Eu tinha 13 anos. Nos poucos segundos que meu padrinho me deixou a sós, decidi me olhar no espelho. Até hoje não lembro da imagem ao certo, mas sei que a arrastei no meu imaginário por anos a fio.

A cicatriz, de alguma maneira, forjou muito do meu caminho.

Demorei a dar o primeiro beijo porque na minha cabeça nenhum rapaz iria querer namorar uma menina que tem uma cicatriz na boca.

Fotografia: Raul Luchese

Veio a insegurança, veio a timidez e junto dela um mergulho nos livros. Encontrei refúgio na literatura. Dos livros, vieram a escrita. Da escrita, a faculdade. Da faculdade, a vida nômade. Da vida nômade, o autoconhecimento que me trouxe até aqui.

Mas essa foi a parte boa. E os danos?

Veio também a baixa autoestima. As defesas da mente. Um corpo que sempre diz não. Diz não para o afeto, diz não para o outro, às vezes diz não até para si mesma. Diz não para o colo e para as carícias, diz não. Por instinto de proteção.

Ainda hoje busco maneiras de melhorar essa comunicação corporal. Especialmente nos relacionamentos afetivos senti na pele, diversas vezes, essas retrações súbitas de um corpo que está sempre na defensiva.

Tal como o cachorro que um dia me mordeu. Mas agora sou eu quem mordo e, quando necessário, faço cara feia e começo a ranger entre os dentes.

Na defensiva é bom. Ninguém te fere, ninguém te atinge.

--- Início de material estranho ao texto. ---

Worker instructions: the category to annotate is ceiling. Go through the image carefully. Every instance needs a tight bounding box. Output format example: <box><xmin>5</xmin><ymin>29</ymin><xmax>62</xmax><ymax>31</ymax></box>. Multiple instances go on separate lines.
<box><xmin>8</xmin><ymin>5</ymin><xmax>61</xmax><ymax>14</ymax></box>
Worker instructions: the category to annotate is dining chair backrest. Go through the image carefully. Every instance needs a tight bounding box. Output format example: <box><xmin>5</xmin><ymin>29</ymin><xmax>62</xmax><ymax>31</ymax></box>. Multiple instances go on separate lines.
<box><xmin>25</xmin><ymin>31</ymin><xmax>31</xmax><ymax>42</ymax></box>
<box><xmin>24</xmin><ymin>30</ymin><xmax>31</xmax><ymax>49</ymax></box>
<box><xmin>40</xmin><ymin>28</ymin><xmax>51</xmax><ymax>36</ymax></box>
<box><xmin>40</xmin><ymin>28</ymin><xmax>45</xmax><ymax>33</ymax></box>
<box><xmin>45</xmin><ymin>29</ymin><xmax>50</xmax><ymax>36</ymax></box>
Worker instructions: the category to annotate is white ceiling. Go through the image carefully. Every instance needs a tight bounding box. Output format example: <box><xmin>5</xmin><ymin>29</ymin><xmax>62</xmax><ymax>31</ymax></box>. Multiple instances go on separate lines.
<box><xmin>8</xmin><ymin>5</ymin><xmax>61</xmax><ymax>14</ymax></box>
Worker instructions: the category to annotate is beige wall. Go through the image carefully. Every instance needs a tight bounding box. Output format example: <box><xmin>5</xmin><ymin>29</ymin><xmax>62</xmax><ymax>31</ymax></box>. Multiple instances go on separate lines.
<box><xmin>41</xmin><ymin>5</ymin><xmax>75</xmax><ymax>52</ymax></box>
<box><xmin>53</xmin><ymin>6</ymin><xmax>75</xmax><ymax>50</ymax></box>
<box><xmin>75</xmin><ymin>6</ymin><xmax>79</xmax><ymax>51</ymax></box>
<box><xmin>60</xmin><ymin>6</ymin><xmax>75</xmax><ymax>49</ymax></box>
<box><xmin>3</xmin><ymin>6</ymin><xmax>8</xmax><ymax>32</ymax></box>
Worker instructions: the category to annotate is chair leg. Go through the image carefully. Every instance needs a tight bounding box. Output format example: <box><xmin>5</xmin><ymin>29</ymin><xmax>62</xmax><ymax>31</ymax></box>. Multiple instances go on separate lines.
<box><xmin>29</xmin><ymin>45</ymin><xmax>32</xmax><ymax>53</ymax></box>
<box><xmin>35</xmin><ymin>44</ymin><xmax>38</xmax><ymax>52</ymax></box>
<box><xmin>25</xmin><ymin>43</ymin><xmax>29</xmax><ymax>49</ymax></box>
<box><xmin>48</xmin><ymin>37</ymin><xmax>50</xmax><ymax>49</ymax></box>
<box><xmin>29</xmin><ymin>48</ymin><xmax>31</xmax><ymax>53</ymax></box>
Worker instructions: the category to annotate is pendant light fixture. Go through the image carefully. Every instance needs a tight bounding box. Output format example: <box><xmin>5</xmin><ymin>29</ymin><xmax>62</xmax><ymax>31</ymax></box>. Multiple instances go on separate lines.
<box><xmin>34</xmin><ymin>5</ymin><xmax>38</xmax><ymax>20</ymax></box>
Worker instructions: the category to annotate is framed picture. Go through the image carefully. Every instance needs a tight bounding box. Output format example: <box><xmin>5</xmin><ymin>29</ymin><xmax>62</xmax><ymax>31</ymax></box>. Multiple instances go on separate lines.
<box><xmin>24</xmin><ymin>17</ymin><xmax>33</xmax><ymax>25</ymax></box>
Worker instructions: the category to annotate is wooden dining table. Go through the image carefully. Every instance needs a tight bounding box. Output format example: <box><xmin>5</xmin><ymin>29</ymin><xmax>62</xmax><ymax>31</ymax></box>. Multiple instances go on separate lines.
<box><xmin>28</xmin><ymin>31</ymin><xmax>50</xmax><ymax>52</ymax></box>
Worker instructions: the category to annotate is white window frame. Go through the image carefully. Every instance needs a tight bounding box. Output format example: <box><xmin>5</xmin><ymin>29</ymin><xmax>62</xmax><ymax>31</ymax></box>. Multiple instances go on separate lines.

Na defensiva do quê, afinal? Do bullying talvez. Daquele corredor de rapazes que se formava no Ensino Médio e que assobiava para as bonitas e fazia chacota das feias. Por isso, também para me proteger, comecei a chegar atrasada nas aulas. Não queria ganhar o certificado de feiura.

Confesso que, ainda hoje, quando me olho no espelho e vejo beleza nos contornos, nos risos e nas nuances deste corpo, me assombro.

Logo eu, bela? Demorei a entender, por exemplo, que meu riso era encantador. Tive que ouvir diversas vezes do outro para dar como certo de que sim, eu poderia sorrir largamente. Era bonito.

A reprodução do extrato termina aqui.